Kunikos @ Apr 2nd 2007 5:51PM
I really hope they understand that $70K per year is NOT a starting salary in any way shape or form.
sheppy @ Apr 2nd 2007 5:48PM
"I'm curious why a majority of the developers would want to be on the west coast, the time of (It's closer to Japan) can't really be a pro anymore."
Best schools for tech are on the west coast to recruiting directly is a convenience. And more and more developers are leaving those regions actually.
I just yearn for the day I can read a gaming mag featuring a volition game and not have it start out as "we traveled to the middle of nowhere/cornfield." This area isn't all that bad, gets a nice little film festival yearly from Roger Ebert, and even gets a fair share of concerts. We're not the middle of nowhere, we are a major university town.
/rant
Kunikos @ Apr 2nd 2007 6:33PM
"I'm curious why a majority of the developers would want to be on the west coast, the time of (It's closer to Japan) can't really be a pro anymore."

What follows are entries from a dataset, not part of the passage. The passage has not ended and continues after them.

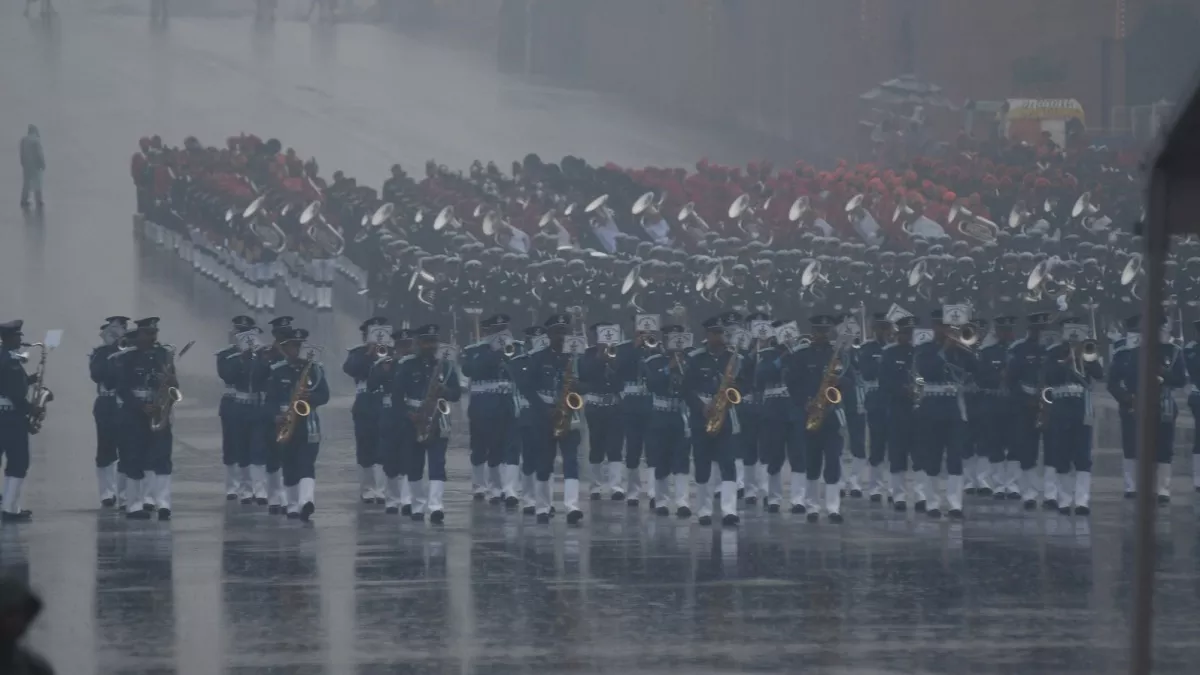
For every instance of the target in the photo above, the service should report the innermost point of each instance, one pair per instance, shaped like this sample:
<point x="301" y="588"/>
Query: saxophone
<point x="432" y="405"/>
<point x="569" y="402"/>
<point x="827" y="392"/>
<point x="298" y="406"/>
<point x="726" y="395"/>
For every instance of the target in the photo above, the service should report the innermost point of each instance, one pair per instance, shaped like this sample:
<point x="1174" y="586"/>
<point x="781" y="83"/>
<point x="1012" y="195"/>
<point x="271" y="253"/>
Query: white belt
<point x="939" y="389"/>
<point x="491" y="387"/>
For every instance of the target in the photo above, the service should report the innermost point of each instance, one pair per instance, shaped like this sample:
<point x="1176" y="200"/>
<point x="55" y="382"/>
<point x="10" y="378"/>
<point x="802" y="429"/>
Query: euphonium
<point x="827" y="392"/>
<point x="726" y="395"/>
<point x="298" y="405"/>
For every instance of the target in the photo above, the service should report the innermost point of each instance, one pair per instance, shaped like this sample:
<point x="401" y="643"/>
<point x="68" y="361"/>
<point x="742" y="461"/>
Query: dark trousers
<point x="15" y="443"/>
<point x="669" y="446"/>
<point x="940" y="434"/>
<point x="108" y="429"/>
<point x="901" y="429"/>
<point x="708" y="449"/>
<point x="877" y="425"/>
<point x="605" y="434"/>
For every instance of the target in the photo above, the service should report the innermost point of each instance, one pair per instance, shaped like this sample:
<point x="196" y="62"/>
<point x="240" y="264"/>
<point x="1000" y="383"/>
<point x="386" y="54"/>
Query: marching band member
<point x="141" y="374"/>
<point x="709" y="374"/>
<point x="870" y="357"/>
<point x="1192" y="362"/>
<point x="1123" y="387"/>
<point x="240" y="405"/>
<point x="942" y="365"/>
<point x="490" y="412"/>
<point x="1025" y="360"/>
<point x="264" y="426"/>
<point x="670" y="430"/>
<point x="996" y="414"/>
<point x="1068" y="376"/>
<point x="399" y="494"/>
<point x="365" y="410"/>
<point x="775" y="418"/>
<point x="297" y="381"/>
<point x="600" y="380"/>
<point x="425" y="382"/>
<point x="544" y="383"/>
<point x="897" y="384"/>
<point x="15" y="411"/>
<point x="635" y="405"/>
<point x="105" y="411"/>
<point x="804" y="374"/>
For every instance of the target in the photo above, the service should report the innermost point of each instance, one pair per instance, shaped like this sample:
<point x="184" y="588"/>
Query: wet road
<point x="226" y="589"/>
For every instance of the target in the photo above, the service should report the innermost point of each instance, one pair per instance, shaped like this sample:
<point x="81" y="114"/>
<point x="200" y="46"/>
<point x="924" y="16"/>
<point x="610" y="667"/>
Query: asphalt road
<point x="227" y="589"/>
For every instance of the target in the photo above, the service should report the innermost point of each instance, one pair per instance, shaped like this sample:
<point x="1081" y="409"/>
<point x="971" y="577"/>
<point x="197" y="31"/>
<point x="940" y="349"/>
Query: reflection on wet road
<point x="225" y="587"/>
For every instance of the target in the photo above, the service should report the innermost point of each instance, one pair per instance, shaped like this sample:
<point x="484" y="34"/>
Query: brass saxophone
<point x="569" y="401"/>
<point x="828" y="394"/>
<point x="298" y="406"/>
<point x="726" y="395"/>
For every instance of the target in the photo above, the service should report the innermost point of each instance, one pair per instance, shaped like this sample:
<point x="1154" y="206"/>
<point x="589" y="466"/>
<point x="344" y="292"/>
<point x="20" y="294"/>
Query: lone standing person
<point x="33" y="163"/>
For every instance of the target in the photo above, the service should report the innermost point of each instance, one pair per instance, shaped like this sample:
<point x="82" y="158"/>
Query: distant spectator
<point x="33" y="163"/>
<point x="18" y="609"/>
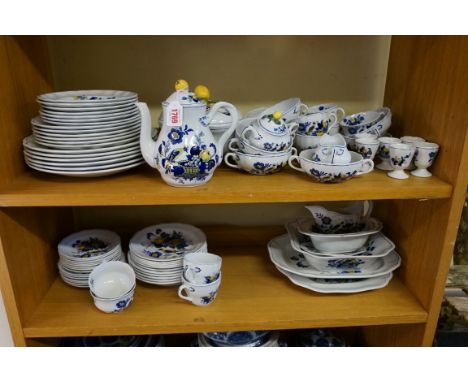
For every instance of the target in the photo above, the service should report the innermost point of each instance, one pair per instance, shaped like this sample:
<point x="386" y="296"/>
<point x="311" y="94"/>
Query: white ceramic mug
<point x="201" y="267"/>
<point x="200" y="295"/>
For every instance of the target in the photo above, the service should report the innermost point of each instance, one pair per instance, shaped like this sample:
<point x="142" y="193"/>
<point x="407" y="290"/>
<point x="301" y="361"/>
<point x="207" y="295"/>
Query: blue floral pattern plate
<point x="167" y="241"/>
<point x="285" y="257"/>
<point x="378" y="245"/>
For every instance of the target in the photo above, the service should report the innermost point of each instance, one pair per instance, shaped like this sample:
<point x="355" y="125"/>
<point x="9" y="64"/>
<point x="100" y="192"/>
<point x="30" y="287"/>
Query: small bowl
<point x="331" y="173"/>
<point x="111" y="280"/>
<point x="338" y="243"/>
<point x="327" y="221"/>
<point x="304" y="142"/>
<point x="259" y="164"/>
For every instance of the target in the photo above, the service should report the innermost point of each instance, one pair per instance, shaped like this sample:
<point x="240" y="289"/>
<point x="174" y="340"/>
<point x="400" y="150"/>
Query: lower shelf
<point x="253" y="295"/>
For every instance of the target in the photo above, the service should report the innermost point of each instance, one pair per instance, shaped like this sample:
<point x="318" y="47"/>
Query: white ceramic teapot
<point x="185" y="153"/>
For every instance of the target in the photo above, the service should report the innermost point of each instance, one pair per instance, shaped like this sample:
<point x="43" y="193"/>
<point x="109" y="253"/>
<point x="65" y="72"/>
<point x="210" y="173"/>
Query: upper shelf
<point x="144" y="186"/>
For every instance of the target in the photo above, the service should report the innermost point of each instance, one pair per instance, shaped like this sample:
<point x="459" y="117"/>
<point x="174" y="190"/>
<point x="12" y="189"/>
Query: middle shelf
<point x="253" y="296"/>
<point x="144" y="186"/>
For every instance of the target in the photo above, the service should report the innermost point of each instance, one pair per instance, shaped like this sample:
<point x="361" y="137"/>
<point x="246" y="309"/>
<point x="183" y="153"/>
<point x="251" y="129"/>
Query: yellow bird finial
<point x="181" y="85"/>
<point x="202" y="92"/>
<point x="277" y="115"/>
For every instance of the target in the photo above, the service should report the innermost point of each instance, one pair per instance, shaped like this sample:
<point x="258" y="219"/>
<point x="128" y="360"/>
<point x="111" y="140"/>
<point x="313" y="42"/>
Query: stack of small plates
<point x="367" y="267"/>
<point x="82" y="251"/>
<point x="85" y="133"/>
<point x="156" y="253"/>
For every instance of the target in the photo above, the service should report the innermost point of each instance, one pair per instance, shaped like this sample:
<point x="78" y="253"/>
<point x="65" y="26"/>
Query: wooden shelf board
<point x="253" y="295"/>
<point x="144" y="186"/>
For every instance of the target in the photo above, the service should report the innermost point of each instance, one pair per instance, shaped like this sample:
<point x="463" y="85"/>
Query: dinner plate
<point x="82" y="146"/>
<point x="31" y="144"/>
<point x="338" y="285"/>
<point x="71" y="165"/>
<point x="38" y="122"/>
<point x="285" y="257"/>
<point x="167" y="241"/>
<point x="378" y="245"/>
<point x="88" y="174"/>
<point x="87" y="97"/>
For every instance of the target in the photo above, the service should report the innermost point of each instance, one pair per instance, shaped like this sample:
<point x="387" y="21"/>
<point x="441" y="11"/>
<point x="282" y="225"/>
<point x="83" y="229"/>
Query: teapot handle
<point x="227" y="134"/>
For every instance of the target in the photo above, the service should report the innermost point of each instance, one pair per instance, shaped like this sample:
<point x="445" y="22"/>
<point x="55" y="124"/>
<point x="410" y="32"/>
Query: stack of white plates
<point x="156" y="253"/>
<point x="85" y="133"/>
<point x="371" y="269"/>
<point x="82" y="251"/>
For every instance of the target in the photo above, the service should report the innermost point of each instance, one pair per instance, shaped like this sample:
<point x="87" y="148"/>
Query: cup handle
<point x="246" y="130"/>
<point x="181" y="289"/>
<point x="340" y="110"/>
<point x="367" y="166"/>
<point x="235" y="158"/>
<point x="292" y="127"/>
<point x="232" y="142"/>
<point x="292" y="165"/>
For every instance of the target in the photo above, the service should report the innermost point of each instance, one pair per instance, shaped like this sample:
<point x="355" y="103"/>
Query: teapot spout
<point x="147" y="145"/>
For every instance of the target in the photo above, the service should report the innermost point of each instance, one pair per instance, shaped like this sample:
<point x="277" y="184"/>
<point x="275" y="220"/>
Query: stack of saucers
<point x="353" y="256"/>
<point x="85" y="133"/>
<point x="82" y="251"/>
<point x="261" y="338"/>
<point x="156" y="253"/>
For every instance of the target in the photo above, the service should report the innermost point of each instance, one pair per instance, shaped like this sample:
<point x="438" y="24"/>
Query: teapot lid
<point x="273" y="123"/>
<point x="185" y="97"/>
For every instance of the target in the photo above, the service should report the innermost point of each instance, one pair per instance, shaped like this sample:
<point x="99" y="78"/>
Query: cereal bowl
<point x="330" y="173"/>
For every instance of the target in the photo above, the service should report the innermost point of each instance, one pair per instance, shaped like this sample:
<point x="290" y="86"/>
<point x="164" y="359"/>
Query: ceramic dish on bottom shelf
<point x="338" y="285"/>
<point x="338" y="243"/>
<point x="378" y="245"/>
<point x="285" y="257"/>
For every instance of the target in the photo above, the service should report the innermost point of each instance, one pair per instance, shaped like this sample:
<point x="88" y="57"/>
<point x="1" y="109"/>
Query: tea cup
<point x="259" y="164"/>
<point x="316" y="124"/>
<point x="201" y="267"/>
<point x="367" y="147"/>
<point x="200" y="295"/>
<point x="401" y="155"/>
<point x="304" y="142"/>
<point x="424" y="156"/>
<point x="384" y="152"/>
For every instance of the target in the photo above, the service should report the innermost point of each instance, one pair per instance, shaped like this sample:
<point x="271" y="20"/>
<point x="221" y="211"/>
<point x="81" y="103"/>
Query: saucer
<point x="286" y="258"/>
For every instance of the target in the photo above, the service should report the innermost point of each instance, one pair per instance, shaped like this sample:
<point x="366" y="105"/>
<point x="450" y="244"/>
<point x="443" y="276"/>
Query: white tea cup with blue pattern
<point x="201" y="267"/>
<point x="200" y="295"/>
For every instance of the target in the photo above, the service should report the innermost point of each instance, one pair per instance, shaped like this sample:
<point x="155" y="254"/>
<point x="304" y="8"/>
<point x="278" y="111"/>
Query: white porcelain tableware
<point x="332" y="150"/>
<point x="338" y="243"/>
<point x="200" y="295"/>
<point x="186" y="154"/>
<point x="304" y="142"/>
<point x="330" y="173"/>
<point x="338" y="285"/>
<point x="384" y="152"/>
<point x="367" y="147"/>
<point x="290" y="108"/>
<point x="424" y="157"/>
<point x="285" y="257"/>
<point x="316" y="124"/>
<point x="347" y="219"/>
<point x="377" y="245"/>
<point x="401" y="155"/>
<point x="259" y="165"/>
<point x="201" y="267"/>
<point x="269" y="133"/>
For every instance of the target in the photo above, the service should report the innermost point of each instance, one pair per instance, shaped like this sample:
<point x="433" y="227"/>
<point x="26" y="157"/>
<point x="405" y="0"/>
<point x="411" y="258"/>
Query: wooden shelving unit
<point x="138" y="187"/>
<point x="419" y="215"/>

1) Hollywood, LucasArts, EA, MS -- all west coast
Easier to get talent from those places!
2) Abundance of tech workers that used to be in SF/SJ
3) Great weather
These days though the cost of operating a business in California is driving people to other states. Taxes and cost of living are two big factors in this issue, as well as quality of life relating to air quality (pollution/smog), commuting (freeway traffic or bad public transit systems), etc.
luther2001 @ Apr 12th 2007 10:52AM
I work as a senior graphics programmer at a games developer in the south east of England. As such, I'm earning just a little less then the American average stated above.
It's the biggest wage I've ever earned and back home in Wales, on this salary, my family and I would be able to afford a really nice house and would have very few, if any, financial worries. However, house prices in the south east have sky-rocketed to such an extent that all we can afford in the town where I work is a tiny 1.5 bedroom box-joke of a house -and even that would mortgage us up to the hilt.
We live fairly frugally and I don't drive (preferring to cycle for health, economic and environmental reasons) and still can't afford a decent roof over our heads.
It annoys me that although I work in one of the few industries left in Britain that actually makes something competitive on the global stage, I find even providing the basics for my family difficult.